In diesem Jahr rechnet der Kasseler Düngemittel- und Salzhersteller K+S mit einem operativen Gewinn am oberen Ende der bisherigen Prognosespanne. Konzernchef Ralf Bethke kündigte zudem für 2005 ein kräftiges Plus bei der Dividende an.

HB FRANKFURT. Für 2005 hat sich das im Nebenwerteindex MDax der Börse gelistete Unternehmen einen Gewinn vor Zinsen und Steuern (Ebit) von 215 bis 230 (Vorjahr: 167) Mill. € vorgenommen. „Ich erachte den oberen Wert unserer Bandbreite, die wir veröffentlicht haben, als sehr gut abgesichert. Wir werden diesen oberen Wert aus heutiger Sicht erreichen“, sagte Bethke der „Financial Times Deutschland“ (Montagausgabe). Dies gelte auch für das Umsatzziel, das K+S zuletzt mit 2,6 bis 2,8 Mrd. € beziffert hatte. Der Düngemittelspezialist kündigte außerdem eine Kooperation mit dem Schweizer Agrochemieriesen Syngenta an.

Die Aktie legte bis zum frühen Nachmittag 2,2 % auf 56,69 € zu. Angesichts einer zunehmenden Weltbevölkerung und des steigenden Düngemittelbedarfs brumme das Kali- und Magnesiumgeschäft der Gruppe, kommentierte Silke Stegemann, Analystin bei der Landesbank Rheinland-Pfalz.

Wegen weltweit gestiegener Preise für Kali-Dünger und positiver Spareffekte im Konzern hatte K+S - früher als Kali & Salz firmierend - schon in der ersten Jahreshälfte einen deutlichen Gewinnzuwachs verzeichnet. Das operative Ergebnis war um mehr als die Hälfte auf 163,5 Mill. € gestiegen, der Nettogewinn um gut 60 % auf 105 Mill. €.

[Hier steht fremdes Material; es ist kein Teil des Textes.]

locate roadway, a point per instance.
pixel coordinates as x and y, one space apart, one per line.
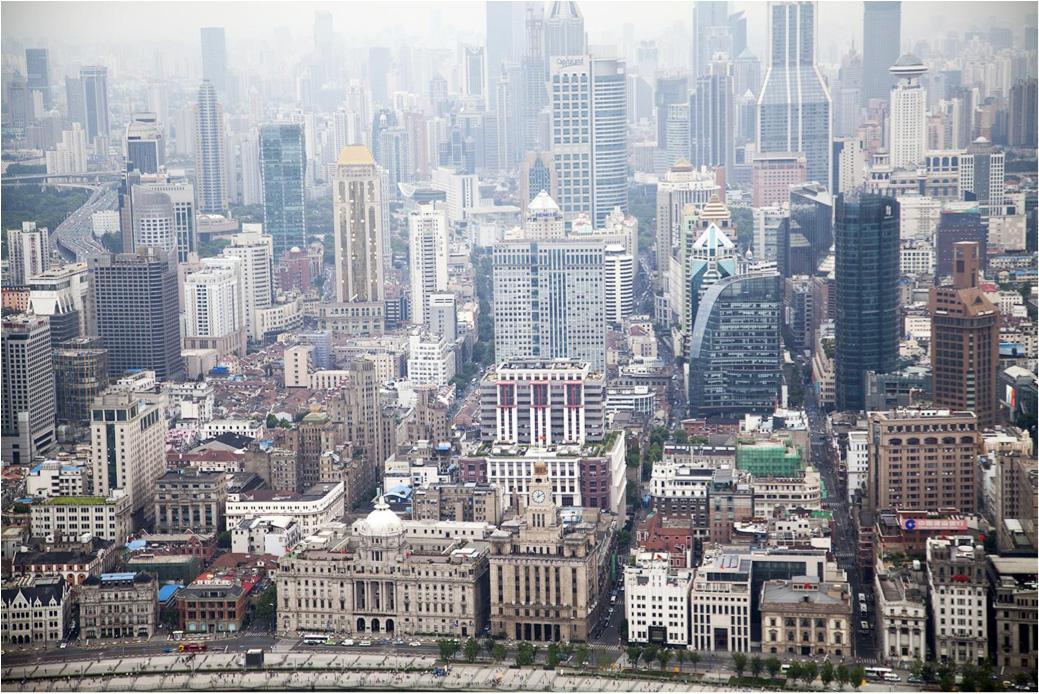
74 237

Auch im nächsten Jahr sei mit Zuwächsen zu rechnen, gab sich Bethke optimistisch. „Wenn nicht gerade die Weltwirtschaft zusammenbricht, werden wir unser Ebit im Jahr 2006 nochmals steigern“, sagte er. „Ich bin überzeugt, dass uns das gelingen wird.“ Die Aktionäre sollen von dem Erfolg weiterhin mit höheren Dividenden profitieren. „Ich erwarte, dass die Dividende für 2005 signifikant höher ausfällt“, sagte Bethke. „Wir reden hier nicht über 1,50 € oder 1,60 € - wir reden über mehr.“ Für das Jahr zuvor hatten die Anteilseigner 1,30 € je Aktie erhalten.

Mit dem Agrochemiekonzern Syngenta schloss die K+S-Tochter Compo eine strategische Allianz bei Pflanzenschutzprodukten für den Rasen- und Gartenbedarf. Finanzielle Einzelheiten nannte K+S nicht. „Damit können wir unsere europäischen Marken und Handelsbeziehungen noch wirkungsvoller ausbauen“, erklärte Arnim Weyrich, Geschäftsführer von Compo. Gemeinsam wollen die Firmen in Europa Pflanzenschutz- und Schädlingsbekämpfungsmittel für Verbraucher entwickeln und vermarkten. In der Schweiz, dem Heimatmarkt von Syngenta, wollen beide auch künftig unabhängig arbeiten. Compo ist die Hobbygärtnersparte von K+S mit Produkten wie beispielsweise Blumenerde, Rasen- und Gartendünger sowie Pflanzenpflegemittel.